The Hidden Costs of AWS: What You Don't Know Can Hurt Your Budget

Cloudtrim Team · 2026-02-25 · 8 min read

The hidden costs of AWS: what you don't know can hurt your budget

You're watching your EC2 instances. You've right-sized your databases. You're keeping an eye on the obvious line items.

And yet the bill keeps climbing.

The problem is usually what you're not watching. AWS has dozens of billing dimensions, and the most expensive surprises tend to hide in services nobody thinks to check. A badly placed NAT Gateway. Verbose logs nobody turned off. Cross-AZ traffic from a highly available architecture you're proud of.

This covers the hidden costs we see most often when scanning accounts.

Why cloud waste is worse than you think

27% of cloud infrastructure spend is wasted, according to Flexera's 2025 State of the Cloud Report, which surveyed 759 IT professionals and executives.

That means $27 out of every $100 is going nowhere useful.

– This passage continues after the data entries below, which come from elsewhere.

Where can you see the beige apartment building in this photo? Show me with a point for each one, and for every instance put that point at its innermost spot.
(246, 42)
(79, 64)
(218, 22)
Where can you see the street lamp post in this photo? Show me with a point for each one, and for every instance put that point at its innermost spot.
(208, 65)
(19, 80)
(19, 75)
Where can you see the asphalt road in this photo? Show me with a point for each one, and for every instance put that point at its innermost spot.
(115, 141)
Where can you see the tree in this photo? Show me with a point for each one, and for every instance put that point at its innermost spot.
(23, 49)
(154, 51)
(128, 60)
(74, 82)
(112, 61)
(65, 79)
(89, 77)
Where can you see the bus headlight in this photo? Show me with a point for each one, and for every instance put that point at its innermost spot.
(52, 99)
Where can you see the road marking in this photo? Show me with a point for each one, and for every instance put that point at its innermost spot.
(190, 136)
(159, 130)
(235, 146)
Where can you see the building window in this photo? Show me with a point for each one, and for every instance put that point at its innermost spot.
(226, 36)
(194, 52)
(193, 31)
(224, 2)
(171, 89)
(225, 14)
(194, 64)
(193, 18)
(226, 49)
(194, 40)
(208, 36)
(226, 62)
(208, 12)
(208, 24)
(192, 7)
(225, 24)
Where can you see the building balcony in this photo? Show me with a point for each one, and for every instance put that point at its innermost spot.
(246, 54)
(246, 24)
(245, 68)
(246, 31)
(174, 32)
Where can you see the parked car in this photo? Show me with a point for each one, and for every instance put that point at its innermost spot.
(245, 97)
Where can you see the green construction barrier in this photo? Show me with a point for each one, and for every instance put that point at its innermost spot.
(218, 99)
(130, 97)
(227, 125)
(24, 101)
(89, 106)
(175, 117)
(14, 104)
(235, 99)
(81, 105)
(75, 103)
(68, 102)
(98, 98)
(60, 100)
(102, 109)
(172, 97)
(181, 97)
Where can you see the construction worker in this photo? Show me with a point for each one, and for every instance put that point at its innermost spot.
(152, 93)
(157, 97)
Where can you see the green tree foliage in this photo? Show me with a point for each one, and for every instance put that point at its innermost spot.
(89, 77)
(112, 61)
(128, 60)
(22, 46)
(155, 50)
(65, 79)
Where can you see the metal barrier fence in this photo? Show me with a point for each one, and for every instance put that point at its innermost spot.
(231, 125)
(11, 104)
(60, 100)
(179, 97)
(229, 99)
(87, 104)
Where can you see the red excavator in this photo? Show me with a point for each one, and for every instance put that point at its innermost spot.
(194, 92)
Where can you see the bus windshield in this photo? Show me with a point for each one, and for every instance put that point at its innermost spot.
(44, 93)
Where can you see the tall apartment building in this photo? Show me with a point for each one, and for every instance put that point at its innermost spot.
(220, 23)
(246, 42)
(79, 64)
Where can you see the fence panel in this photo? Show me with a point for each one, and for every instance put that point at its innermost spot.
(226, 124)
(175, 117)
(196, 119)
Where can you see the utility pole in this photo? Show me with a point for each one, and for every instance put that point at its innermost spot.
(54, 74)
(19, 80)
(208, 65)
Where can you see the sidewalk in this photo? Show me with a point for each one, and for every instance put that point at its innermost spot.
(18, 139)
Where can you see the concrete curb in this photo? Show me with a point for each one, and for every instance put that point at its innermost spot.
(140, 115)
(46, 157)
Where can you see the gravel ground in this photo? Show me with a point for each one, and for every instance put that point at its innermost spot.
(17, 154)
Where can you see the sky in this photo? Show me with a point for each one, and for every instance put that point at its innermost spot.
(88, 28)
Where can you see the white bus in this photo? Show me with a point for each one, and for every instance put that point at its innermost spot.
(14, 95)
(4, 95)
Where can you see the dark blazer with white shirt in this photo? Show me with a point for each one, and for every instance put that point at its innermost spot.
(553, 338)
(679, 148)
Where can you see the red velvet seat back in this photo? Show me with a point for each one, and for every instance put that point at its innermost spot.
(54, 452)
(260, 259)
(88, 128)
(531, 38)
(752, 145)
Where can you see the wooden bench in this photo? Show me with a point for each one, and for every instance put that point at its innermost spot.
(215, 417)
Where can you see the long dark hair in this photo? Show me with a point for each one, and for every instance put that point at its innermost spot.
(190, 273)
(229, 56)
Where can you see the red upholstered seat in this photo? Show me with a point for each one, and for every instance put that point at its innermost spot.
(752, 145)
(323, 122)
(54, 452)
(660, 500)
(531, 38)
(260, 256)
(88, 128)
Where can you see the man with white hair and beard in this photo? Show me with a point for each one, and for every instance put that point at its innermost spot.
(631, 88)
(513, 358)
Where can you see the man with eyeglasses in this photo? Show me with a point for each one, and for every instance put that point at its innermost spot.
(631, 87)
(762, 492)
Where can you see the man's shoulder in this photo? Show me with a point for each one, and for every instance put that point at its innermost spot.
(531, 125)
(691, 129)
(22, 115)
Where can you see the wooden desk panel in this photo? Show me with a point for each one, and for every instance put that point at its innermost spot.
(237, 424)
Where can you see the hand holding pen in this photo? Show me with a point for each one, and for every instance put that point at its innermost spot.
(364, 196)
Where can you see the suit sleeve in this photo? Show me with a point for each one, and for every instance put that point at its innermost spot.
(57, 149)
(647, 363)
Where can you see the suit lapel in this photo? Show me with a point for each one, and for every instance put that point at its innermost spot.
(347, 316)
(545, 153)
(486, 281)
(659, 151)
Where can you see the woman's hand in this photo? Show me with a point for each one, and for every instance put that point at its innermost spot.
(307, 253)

And it's not improving much: Flexera tracked this figure at 32% four years ago. Four years of FinOps investment across the industry, and waste dropped by 5 percentage points.

Harness surveyed 700 engineering leaders and found that organizations take an average of 31 days to identify and eliminate cloud waste after it starts accumulating. $44.5 billion in cloud infrastructure will be wasted in 2025 alone by their projection. That's a month of burning money before anyone notices — and another month to fix it.

HashiCorp and Forrester surveyed roughly 1,200 technology practitioners and found that 91% reported experiencing some cloud waste. The two leading causes were consistent: overprovisioning resources and leaving idle resources running.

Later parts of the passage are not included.